MIT takes down 80 Million Tiny Images data set due to racist and offensive content
Creators of the 80 Million Tiny Images data set from MIT and NYU took the collection offline this week, apologized, and asked other researchers to refrain from using the data set and delete any existing copies. The news was shared Monday in a letter by MIT professors Bill Freeman and Antonio Torralba and NYU professor Rob Fergus published on the MIT CSAIL website.
Introduced in 2006 and containing photos scraped from internet search engines, 80 Million Tiny Images was recently found to contain a range of racist, sexist, and otherwise offensive labels such as nearly 2,000 images labeled with the N-word, and labels like “rape suspect” and “child molester.” The data set also contained pornographic content like non-consensual photos taken up women’s skirts. Creators of the 79.3 million-image data set said it was too large and its 32 x 32 images too small, making visual inspection of the data set’s complete contents difficult. According to Google Scholar, 80 Million Tiny Images has been cited more 1,700 times.
“Biases, offensive and prejudicial images, and derogatory terminology alienates an important part of our community — precisely those that we are making efforts to include,” the professors wrote in a joint letter. “It also contributes to harmful biases in AI systems trained on such data. Additionally, the presence of such prejudicial images hurts efforts to foster a culture of inclusivity in the computer vision community. This is extremely unfortunate and runs counter to the values that we strive to uphold.”
The trio of professors say the data set’s shortcoming were brought to their attention by an analysis and audit published late last month (PDF) by University of Dublin Ph.D. student Abeba Birhane and Carnegie Mellon University Ph.D. student Vinay Prabhu.

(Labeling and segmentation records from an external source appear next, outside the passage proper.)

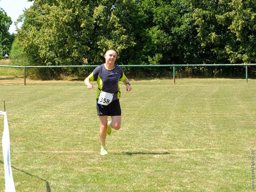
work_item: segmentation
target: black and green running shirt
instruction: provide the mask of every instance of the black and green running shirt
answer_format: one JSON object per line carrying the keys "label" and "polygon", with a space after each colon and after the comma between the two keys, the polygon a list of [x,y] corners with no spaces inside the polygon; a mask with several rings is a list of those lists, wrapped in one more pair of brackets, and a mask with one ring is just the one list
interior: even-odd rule
{"label": "black and green running shirt", "polygon": [[114,65],[114,68],[108,70],[102,64],[96,67],[89,76],[89,79],[91,81],[97,81],[98,84],[96,99],[99,99],[100,90],[108,93],[116,93],[114,95],[113,100],[120,97],[119,81],[123,81],[126,77],[120,67],[115,64]]}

The authors say their assessment is the first known critique of 80 Million Tiny Images.
VB Transform 2020 Online – July 15-17. Join leading AI executives: Register for the free livestream.
Both the paper authors and the 80 Million Tiny Images creators say part of the problem comes from automated data collection and nouns from the WordNet data set for semantic hierarchy. Before the data set was taken offline, the coauthors suggested the creators of 80 Million Tiny Images do like ImageNet creators did and assess labels used in the people category of the data set. The paper finds that large-scale image data sets erode privacy and can have a disproportionately negative impact on women, racial and ethnic minorities, and communities at the margin of society.

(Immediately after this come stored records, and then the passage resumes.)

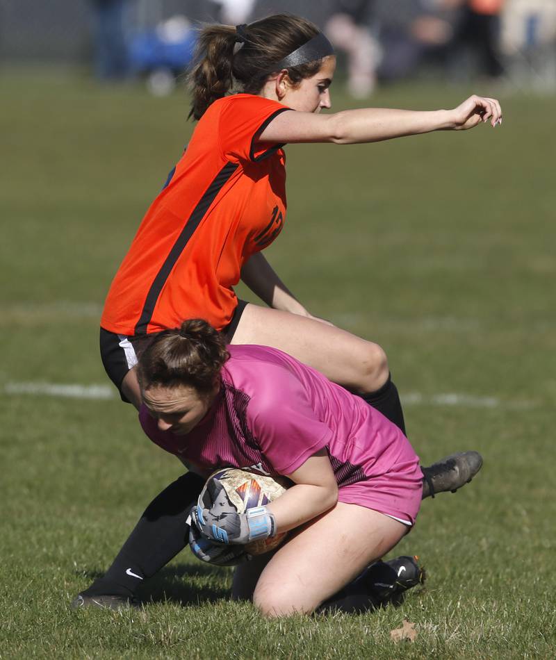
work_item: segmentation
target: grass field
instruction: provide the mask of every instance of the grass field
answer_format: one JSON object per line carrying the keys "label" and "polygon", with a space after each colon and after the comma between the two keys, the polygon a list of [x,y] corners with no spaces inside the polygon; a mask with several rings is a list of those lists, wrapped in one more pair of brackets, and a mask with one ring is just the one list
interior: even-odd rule
{"label": "grass field", "polygon": [[[97,327],[191,125],[177,94],[71,72],[7,69],[0,85],[0,657],[556,656],[556,99],[505,92],[493,130],[288,148],[270,261],[313,313],[385,347],[425,463],[476,449],[484,467],[425,502],[395,550],[429,573],[402,607],[267,621],[229,602],[227,569],[188,552],[145,585],[141,612],[69,609],[180,472],[130,406],[101,398]],[[372,102],[431,109],[471,91]],[[404,618],[416,640],[395,644]]]}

Birhane and Prabhu assert that the computer vision community must begin having more conversations about the ethical use of large-scale image data sets now in part due to the growing availability of image-scraping tools and reverse image search technology. Citing previous work like the Excavating AI analysis of ImageNet, the analysis of large-scale image data sets shows that it’s not just a matter of data, but a matter of a culture in academia and industry that finds it acceptable to create large-scale data sets without the consent of participants “under the guise of anonymization.”

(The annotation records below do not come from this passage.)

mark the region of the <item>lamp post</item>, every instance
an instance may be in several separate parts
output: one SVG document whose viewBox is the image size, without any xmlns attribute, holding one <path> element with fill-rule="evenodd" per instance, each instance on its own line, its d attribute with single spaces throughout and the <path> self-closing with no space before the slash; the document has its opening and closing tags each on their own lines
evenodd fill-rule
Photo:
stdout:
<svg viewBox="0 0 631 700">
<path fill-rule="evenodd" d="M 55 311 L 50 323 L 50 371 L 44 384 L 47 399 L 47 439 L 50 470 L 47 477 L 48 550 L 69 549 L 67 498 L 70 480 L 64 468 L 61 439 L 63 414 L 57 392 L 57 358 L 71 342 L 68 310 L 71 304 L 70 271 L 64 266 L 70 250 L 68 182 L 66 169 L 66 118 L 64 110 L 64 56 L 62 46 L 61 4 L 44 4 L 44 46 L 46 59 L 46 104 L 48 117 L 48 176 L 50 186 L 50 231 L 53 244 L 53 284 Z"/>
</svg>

“[W]e posit that the deeper problems are rooted in the wider structural traditions, incentives, and discourse of a field that treats ethical issues as an afterthought. A field where in the wild is often a euphemism for without consent. We are up against a system that has veritably mastered ethics shopping, ethics bluewashing, ethics lobbying, ethics dumping, and ethics shirking,” the paper states.
To create more ethical large-scale image data sets, Birhane and Prabhu suggest:
Blur the faces of people in data sets
Do not use Creative Commons licensed material
Collect imagery with clear consent from data set participants
Include a data set audit card with large-scale image data sets, akin to the model cards Google AI uses and the datasheets for data sets Microsoft Research proposed
The work incorporates Birhane’s previous work on relational ethics, which suggests that the creators of machine learning systems should begin their work by speaking with the people most affected by machine learning systems, and that concepts of bias, fairness, and justice are moving targets.
ImageNet was introduced at CVPR in 2009 and is widely considered important to the advancement of computer vision and machine learning. Whereas previously some of the largest data sets could be counted in the tens of thousands, ImageNet contains more than 14 million images. The ImageNet Large Scale Visual Recognition Challenge ran from 2010 to 2017 and led to the launch of a variety of startups like Clarifai and MetaMind, a company Salesforce acquired in 2017. According to Google Scholar, ImageNet has been cited nearly 17,000 times.
As part of a series of changes detailed in December 2019, ImageNet creators including lead author Jia Deng and Dr. Fei-Fei Li found that 1,593 of the 2,832 people categories in the data set potentially contain offensive labels, which they said they plan to remove.
“We indeed celebrate ImageNet’s achievement and recognize the creators’ efforts to grapple with some ethical questions. Nonetheless, ImageNet as well as other large image datasets remain troublesome,” the Birhane and Prabhu paper reads.